Quick Strawberry Compote

Strawberry Compote

 Molly Watson

Ratings
  • Total: 15 mins
  • Prep: 5 mins
  • Cook: 10 mins
  • Yield: 8 servings (1 pint total)

Strawberry compote is beyond easy to make: a few bright spring berries, a bit of sugar, and a splash of water or juice, plus about 10 minutes of cooking time gets you to one deliciously sweet and tangy bread topper.

What's the difference between jam and compote? There are two main ways these spreads differ. First, the fruit is left in bigger pieces for a compote—smaller berries can even be kept whole. Compotes also call for far less sugar because it isn't getting "put up" or canned. Here, just 2 tablespoons for 1 pound of strawberries is all you need. (Adjust the amounts up or down depending on how many berries you're using.)

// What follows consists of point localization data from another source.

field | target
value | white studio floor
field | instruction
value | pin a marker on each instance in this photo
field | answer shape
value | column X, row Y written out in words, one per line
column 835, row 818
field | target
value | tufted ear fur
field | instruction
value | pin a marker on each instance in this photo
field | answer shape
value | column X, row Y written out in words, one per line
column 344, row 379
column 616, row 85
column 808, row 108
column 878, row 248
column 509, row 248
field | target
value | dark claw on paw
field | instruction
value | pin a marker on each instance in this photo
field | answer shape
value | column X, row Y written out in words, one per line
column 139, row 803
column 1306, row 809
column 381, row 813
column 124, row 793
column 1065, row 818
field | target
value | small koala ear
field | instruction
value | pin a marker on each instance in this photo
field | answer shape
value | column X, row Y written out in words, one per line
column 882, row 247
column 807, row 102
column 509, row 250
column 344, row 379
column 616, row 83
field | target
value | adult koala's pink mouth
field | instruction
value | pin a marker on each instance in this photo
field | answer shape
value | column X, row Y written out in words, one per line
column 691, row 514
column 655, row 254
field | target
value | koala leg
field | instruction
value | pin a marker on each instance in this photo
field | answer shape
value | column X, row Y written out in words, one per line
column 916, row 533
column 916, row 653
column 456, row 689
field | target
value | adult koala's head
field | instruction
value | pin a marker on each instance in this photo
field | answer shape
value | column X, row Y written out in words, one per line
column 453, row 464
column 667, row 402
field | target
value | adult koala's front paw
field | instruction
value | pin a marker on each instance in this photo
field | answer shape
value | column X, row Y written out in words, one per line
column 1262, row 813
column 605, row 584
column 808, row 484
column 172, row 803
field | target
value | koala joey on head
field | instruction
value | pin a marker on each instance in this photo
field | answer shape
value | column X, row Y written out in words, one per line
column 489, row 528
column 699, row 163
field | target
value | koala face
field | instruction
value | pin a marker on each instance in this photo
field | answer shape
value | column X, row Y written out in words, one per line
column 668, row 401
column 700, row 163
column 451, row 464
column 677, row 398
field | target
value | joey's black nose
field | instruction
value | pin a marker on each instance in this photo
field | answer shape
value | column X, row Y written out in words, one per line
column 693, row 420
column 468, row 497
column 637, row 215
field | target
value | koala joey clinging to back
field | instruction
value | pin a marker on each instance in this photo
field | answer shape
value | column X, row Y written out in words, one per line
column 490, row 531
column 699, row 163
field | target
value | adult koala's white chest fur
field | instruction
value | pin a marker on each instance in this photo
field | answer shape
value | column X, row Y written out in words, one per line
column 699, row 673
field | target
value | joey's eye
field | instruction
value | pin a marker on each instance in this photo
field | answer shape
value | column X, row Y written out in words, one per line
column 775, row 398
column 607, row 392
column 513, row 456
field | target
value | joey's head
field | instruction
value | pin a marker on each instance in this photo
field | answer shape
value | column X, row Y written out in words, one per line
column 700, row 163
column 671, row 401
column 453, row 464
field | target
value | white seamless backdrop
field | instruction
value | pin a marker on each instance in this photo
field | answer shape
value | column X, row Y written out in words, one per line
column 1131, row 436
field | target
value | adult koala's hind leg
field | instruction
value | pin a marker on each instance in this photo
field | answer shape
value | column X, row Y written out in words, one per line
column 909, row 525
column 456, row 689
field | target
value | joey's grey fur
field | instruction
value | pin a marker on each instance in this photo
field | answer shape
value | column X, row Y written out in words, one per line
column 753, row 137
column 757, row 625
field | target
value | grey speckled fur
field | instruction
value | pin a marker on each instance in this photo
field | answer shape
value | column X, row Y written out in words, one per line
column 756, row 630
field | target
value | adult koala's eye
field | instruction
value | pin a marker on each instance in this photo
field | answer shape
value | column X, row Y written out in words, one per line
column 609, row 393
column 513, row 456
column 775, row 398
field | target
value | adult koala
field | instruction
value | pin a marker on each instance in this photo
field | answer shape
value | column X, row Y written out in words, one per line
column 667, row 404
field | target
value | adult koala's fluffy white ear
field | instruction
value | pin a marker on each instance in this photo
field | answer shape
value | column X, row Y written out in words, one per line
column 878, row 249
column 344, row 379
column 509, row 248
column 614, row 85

Use strawberry compote much as you might use jam—spread on toast or added to sandwiches. Additionally, compote is wonderful spooned onto yogurt or ice cream, served alongside slices of cake, or cast to play the role of something fruity and sweet on a well-balanced cheese or charcuterie platter. Of course, you may choose to enjoy it simply by the spoonful right out of the jar.

Ingredients

  • 1 pound strawberries
  • 2 tablespoons sugar
  • 3 tablespoons orange juice or water

Steps to Make It

  1. Rinse the strawberries, pat them dry, and then hull the fruit: insert a knife in at an angle under the leaf cap, twist to cut out the leaves and white core underneath. Discard and repeat with all the berries. Cut larger berries in half or quarters; leave smaller berries whole.

  2. Put the berries in a saucepan. Add the sugar and juice or water. Bring to a boil, reduce the heat to low and simmer until the strawberries are all soft and just starting to fall apart and the liquid thickens, between 5 to 10 minutes.

  3. Taste, and add more sugar if you like.

  4. Let the compote cool. Transfer to a clean pint jar and store, covered and chilled, for up to 2 weeks.

Variations

One easy way to add different flavors is to switch out the water or juice for another liquid:

  • Red wine or a berry liqueur adds an adult kick to the compote (the boiling will cook off the alcohol, but the flavor will still be there).
  • Balsamic vinegar adds a sophisticated edge and imparts a sweet-tart flavor.
  • Lemon juice will tone down the sweetness of the compote.

Here are a few other fun ways to play with the flavor:

  • Up the citrus with 1/2 teaspoon orange or lemon zest.
  • Add a savory component with 1/2 teaspoon freshly grated ginger.
  • Spice things up with a minced small fresh chile.
  • Use a mix of berries—raspberries are a particularly good choice and will keep the red hue bright, but any other fruits will work, although blueberries and blackberries may muddy the color.